Wir nennen den Dienstag “May Day” | Investoren nervös vor Theresa Mays Rede

ThinkMarkets:

Es wirkt als wäre das Brexit Votum des Vereinigten Königreichs schon lange her, und doch ist uns die britische Regierung noch Antworten auf einige Fragen schuldig. Dies wird sich allerdings am Dienstag ändern. An diesem Tag dreht sich alles um Theresa May, da sie die Absichten des Vereinigten Königreichs endlich ankündigen wird. Ihre Worte haben das Potential den Markt über die folgenden Monate hinweg zu beeinflussen. Wir nennen diesen Tag "May Day" da die Wichtigkeit dieses Ereignisses nicht unterschätzt werden sollte. Dies ist das erste Mal, dass die Regierung des Vereinigten Königreichs zeigen wird, dass es keine Lockente ist, sondern tatsächlich einen Plan für den Brexit hat.


Bis jetzt hat May die Idee eines harten oder weichen Brexit eindeutig verworfen und auch klar darauf hingewiesen, dass das Vereinigte Königreich neue Deals mit der EU abschließen muss, die für beide Seiten vorteilhaft sind.

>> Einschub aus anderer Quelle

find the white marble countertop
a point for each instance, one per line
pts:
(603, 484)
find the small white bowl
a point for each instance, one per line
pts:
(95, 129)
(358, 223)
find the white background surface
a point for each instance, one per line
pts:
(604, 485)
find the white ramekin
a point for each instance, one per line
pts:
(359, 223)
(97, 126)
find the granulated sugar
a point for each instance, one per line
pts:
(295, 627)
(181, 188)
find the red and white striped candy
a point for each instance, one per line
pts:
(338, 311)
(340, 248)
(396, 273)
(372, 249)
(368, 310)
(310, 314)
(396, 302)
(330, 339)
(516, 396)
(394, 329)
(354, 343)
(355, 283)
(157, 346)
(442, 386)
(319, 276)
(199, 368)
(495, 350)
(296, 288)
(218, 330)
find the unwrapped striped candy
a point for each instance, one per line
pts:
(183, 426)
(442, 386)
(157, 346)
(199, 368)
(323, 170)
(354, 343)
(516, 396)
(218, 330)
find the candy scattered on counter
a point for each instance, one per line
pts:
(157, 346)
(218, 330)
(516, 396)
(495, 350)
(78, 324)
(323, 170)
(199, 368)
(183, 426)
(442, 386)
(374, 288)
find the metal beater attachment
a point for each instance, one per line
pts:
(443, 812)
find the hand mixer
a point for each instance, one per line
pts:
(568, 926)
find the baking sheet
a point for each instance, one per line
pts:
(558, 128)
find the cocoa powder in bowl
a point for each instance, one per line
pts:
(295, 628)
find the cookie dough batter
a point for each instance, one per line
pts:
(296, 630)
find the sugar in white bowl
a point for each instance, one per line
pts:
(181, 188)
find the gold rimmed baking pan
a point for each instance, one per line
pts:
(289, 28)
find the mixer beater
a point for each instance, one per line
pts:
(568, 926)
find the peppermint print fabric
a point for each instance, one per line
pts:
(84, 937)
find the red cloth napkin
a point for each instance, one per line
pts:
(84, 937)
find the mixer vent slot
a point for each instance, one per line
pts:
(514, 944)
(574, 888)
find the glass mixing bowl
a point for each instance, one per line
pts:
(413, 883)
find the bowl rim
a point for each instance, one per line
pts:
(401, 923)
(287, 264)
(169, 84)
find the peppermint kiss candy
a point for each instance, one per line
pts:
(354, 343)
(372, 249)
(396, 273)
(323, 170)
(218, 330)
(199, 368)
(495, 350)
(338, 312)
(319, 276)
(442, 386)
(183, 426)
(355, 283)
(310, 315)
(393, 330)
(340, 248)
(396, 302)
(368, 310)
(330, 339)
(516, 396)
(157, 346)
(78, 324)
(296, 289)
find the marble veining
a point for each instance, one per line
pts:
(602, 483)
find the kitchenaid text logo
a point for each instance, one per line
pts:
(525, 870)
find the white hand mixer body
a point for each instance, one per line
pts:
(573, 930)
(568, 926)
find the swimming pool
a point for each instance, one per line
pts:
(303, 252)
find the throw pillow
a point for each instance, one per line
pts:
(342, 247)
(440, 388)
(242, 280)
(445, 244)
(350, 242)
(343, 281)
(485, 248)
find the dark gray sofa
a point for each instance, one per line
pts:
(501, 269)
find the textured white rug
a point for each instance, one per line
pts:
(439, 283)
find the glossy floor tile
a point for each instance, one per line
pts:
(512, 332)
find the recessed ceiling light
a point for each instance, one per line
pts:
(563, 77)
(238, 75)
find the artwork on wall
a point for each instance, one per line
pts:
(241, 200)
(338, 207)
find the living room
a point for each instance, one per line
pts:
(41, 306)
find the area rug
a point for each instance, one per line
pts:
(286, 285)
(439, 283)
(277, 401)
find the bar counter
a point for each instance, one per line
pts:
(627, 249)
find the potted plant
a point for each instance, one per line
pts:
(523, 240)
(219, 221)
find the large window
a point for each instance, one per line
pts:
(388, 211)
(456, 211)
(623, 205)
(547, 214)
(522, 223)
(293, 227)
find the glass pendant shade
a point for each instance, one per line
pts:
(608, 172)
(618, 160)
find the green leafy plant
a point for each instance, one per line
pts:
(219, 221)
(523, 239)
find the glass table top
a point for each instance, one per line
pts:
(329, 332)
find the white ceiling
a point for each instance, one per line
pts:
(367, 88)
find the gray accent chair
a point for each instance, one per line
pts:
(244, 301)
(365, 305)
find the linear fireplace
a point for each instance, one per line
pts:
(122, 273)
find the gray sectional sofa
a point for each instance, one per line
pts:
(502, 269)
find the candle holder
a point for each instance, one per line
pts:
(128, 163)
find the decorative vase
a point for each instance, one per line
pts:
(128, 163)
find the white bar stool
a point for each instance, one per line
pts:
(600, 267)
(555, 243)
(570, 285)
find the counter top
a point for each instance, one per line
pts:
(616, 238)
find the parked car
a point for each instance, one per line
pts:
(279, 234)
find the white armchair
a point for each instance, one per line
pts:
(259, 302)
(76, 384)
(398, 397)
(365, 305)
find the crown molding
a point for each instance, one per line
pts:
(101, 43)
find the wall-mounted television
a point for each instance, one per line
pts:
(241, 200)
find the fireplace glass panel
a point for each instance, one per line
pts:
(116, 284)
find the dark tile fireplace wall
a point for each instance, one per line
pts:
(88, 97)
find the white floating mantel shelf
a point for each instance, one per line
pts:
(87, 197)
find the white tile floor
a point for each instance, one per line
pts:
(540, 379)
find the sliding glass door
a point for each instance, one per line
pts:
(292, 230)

All dies wird ihr zwar leicht von den Lippen gehen, doch ohne einen soliden Plan wird der Markt es ihr nicht abkaufen.

Am Dienstag hat sie also die Möglichkeit zu zeigen was sie meint, sowie dass sie das Zeug zu einer großartigen Führungspersönlichkeit hat. Die Nation ist gespalten was langfristig nicht gut für die Wirtschaft ist. Sie muss sicherstellen, dass zuerst jeder an Board ist, bevor sie das Vereinigte Königreich tatsächlich vom Schiff springen lässt.

Ein Faktor der ihr wohl helfen wird den Markt zu beruhigen, sind Donald Trumps neueste Aussagen über die Bereitschaft der USA neue Handelsabkommen mit dem Vereinigten Königreich abzuschließen. Sie wird sich dies mit Sicherheit zu Nutze machen und Investoren beteuern, dass nicht nur die USA einen Deal mit dem Vereinigten Königreich abschließen möchte, sondern dass es in der Tat eine Menge an wichtigen führenden Wirtschaftsnationen gibt, die dasselbe Bestreben haben.

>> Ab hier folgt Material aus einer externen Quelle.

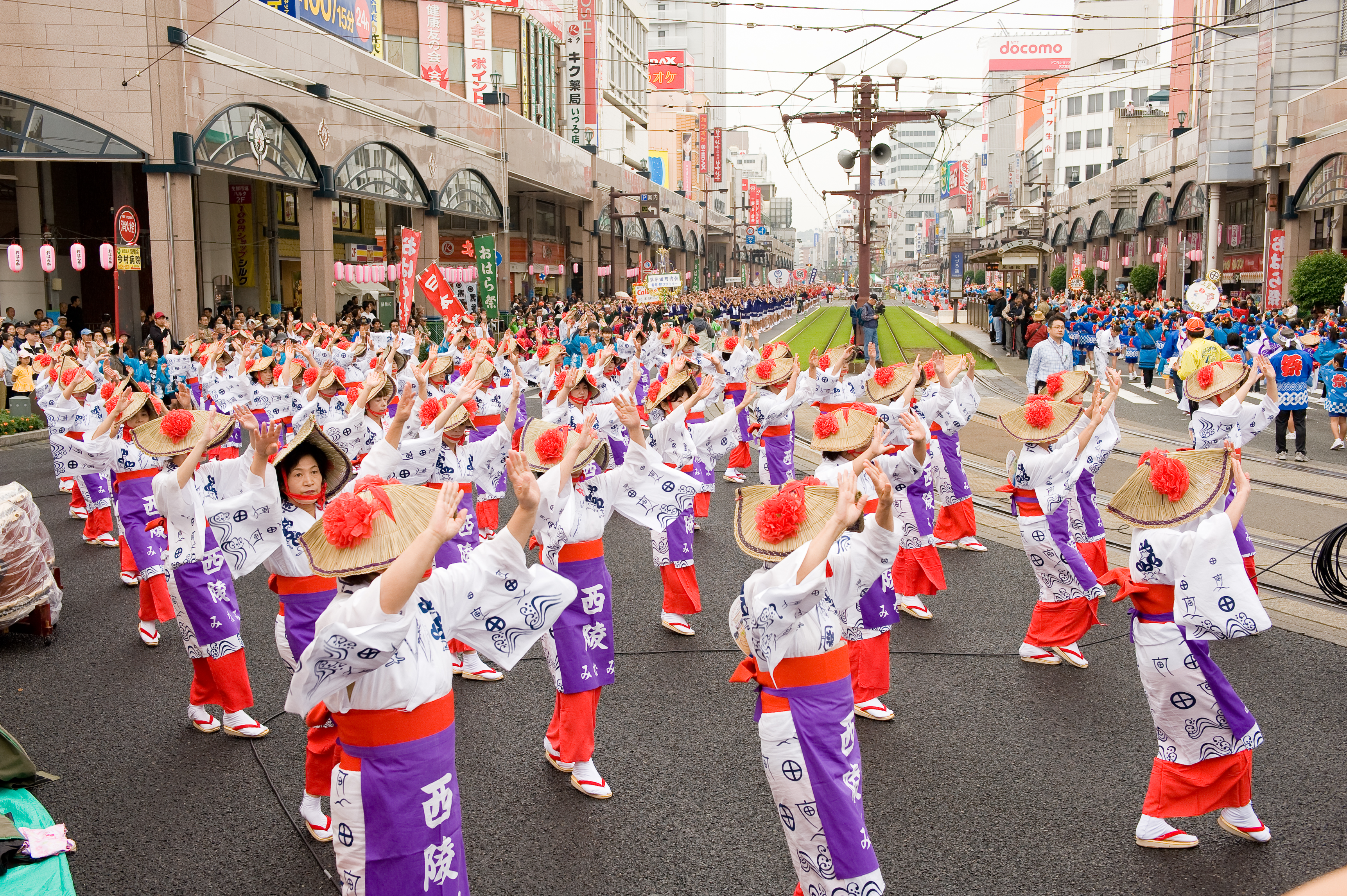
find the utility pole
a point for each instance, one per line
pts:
(864, 120)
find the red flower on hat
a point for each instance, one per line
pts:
(176, 425)
(1039, 414)
(782, 515)
(430, 410)
(1168, 476)
(349, 519)
(551, 445)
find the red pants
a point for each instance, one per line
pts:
(490, 515)
(99, 523)
(155, 604)
(869, 667)
(572, 731)
(221, 682)
(321, 754)
(682, 595)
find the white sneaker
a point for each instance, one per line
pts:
(677, 624)
(1034, 654)
(589, 782)
(1073, 655)
(475, 669)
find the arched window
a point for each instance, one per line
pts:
(469, 195)
(31, 130)
(379, 170)
(255, 139)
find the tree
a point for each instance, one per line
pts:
(1318, 281)
(1058, 280)
(1144, 280)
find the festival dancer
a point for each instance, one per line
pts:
(380, 665)
(787, 619)
(578, 500)
(852, 438)
(1184, 546)
(1044, 472)
(204, 560)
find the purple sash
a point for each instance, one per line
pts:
(302, 612)
(135, 502)
(414, 823)
(779, 452)
(1238, 717)
(1059, 527)
(209, 597)
(822, 716)
(584, 633)
(949, 448)
(1089, 510)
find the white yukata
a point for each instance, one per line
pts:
(387, 678)
(807, 728)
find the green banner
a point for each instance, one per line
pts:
(488, 298)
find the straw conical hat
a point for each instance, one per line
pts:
(1218, 376)
(820, 503)
(390, 536)
(1073, 383)
(536, 429)
(1144, 506)
(1059, 418)
(157, 438)
(339, 465)
(898, 376)
(780, 371)
(850, 430)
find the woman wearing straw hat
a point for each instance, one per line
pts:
(1055, 450)
(852, 438)
(380, 666)
(787, 620)
(1183, 546)
(782, 392)
(102, 452)
(204, 560)
(577, 503)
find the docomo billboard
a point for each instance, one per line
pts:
(1036, 53)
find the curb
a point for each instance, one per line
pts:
(23, 438)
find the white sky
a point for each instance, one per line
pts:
(763, 56)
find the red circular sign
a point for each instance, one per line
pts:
(128, 226)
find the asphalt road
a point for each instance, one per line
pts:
(996, 778)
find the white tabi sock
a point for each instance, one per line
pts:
(1152, 828)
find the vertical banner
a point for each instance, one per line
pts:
(434, 53)
(717, 170)
(242, 235)
(1275, 287)
(477, 52)
(704, 149)
(574, 81)
(487, 294)
(407, 275)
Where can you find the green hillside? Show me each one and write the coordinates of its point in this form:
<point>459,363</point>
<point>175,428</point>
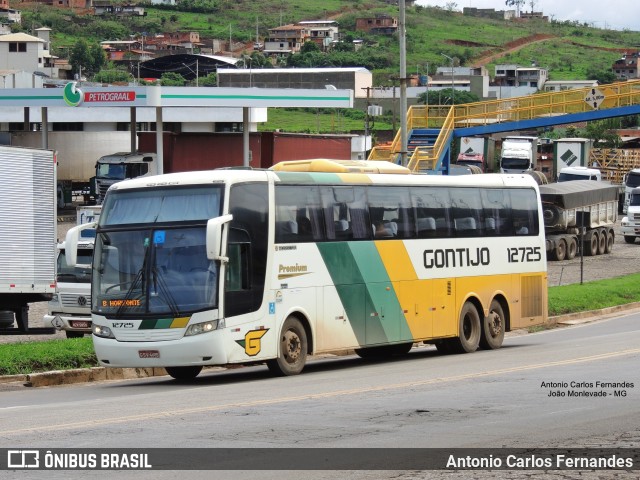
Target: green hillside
<point>573,51</point>
<point>569,50</point>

Natürlich wird ihre Nachricht am Dienstag sehr wichtig für Brüssel sein und den Ton für Verhandlungen angeben. Zudem wird die EU wird nicht besonders erfreut sein mit dem Vereinigten Königreich zu verhandeln, dennoch sind die Themen Reisepasse und Immigration heikle Angelegenheiten, die innerhalb der kommenden Wochen und Monate in vielen Verhandlungen vorhanden sein werden.

Die Trennung des Vereinigten Königreich und der EU könnte ganz leicht zu der heftigsten und teuersten aller Zeiten werden. Im Markt herrschen weit verbreitete Spekulationen dass Theresa May in ihrer Herangehensweise zu einem harten Brexit tendiert. Sie wird wohl ihren Slogan "Brexit bedeutet Brexit" zur Realität machen. Allerdings wird die deutsche Kanzlerin Angela Merkel dem Vereinigten Königreich nicht kampflos Zugang zu Unternehmen innerhalb der Grenzen Deutschlands gewähren. Sie wird sicherstellen, ihre eigenen Ziele bezüglich Immigration zu erreichen.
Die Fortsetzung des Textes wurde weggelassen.